To graph g(x), you need to reflect the graph of f(x) over the y-axis. Each point on the graph of f(x) will have the same y-value but with the opposite x-value, resulting in the graph of g(x).

### Q: What happens when g(x) is defined as the negative of f(x)?

If g(x) = -f(x), the graph of g(x) will be a reflection of f(x) over the x-axis. Each point on the graph of f(x) will have the same x-value but with the opposite y-value, resulting in the graph of g(x).

### Q: Can you explain how to find the equation of g(x) when it reflects both over the x-axis and y-axis?

If g(x) = -f(-x), you need to reflect f(-x) over both the x-axis and y-axis. This means that you multiply the entire function f(-x) by -1, resulting in g(x) = -f(-x) as the equation of the reflected function.

### Q: How would you find the equation of g(x) when it reflects across the y-axis?

When g(x) reflects across the y-axis, it has the equation g(x) = f(-x).
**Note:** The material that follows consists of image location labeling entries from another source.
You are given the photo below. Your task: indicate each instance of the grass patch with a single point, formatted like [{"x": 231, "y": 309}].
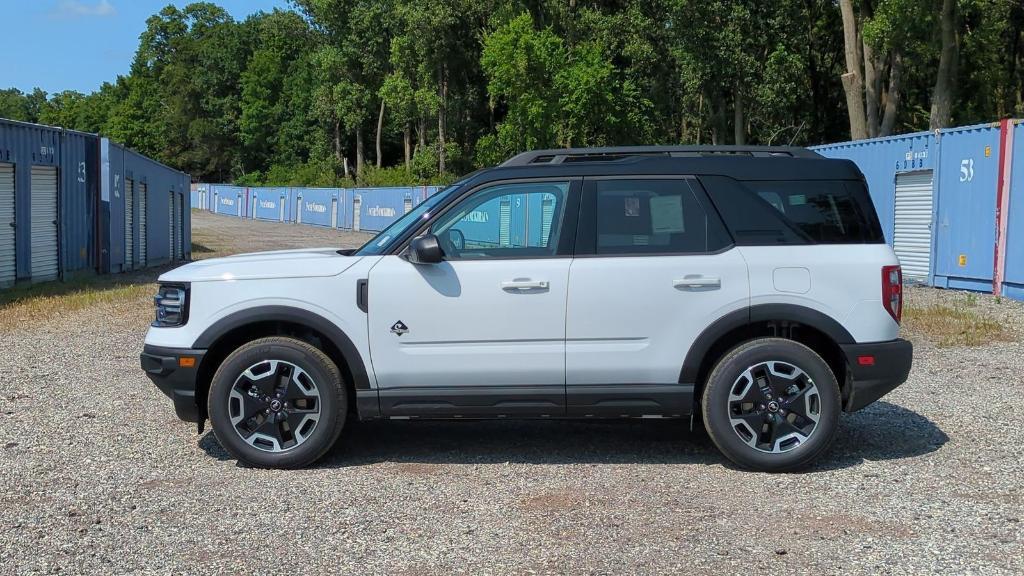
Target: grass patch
[
  {"x": 954, "y": 326},
  {"x": 19, "y": 305}
]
You replace all instances of x in the equation of f(x) with -x to obtain the equation for g(x).

## Summary & Key Takeaways

• The video discusses the reflection of a function f(x) in function g(x) defined as g(x) = f(-x), demonstrating the process of graphing g(x) by reflecting f(x) over the y-axis.

• Another example is presented where g(x) is defined as the negative of f(x), resulting in a reflection of f(x) over the x-axis.

• The concept of reflecting a function over both the x-axis and y-axis is explored, where g(x) = -f(-x).

• The last example involves finding the equation of g(x) by reflecting f(x) across the y-axis.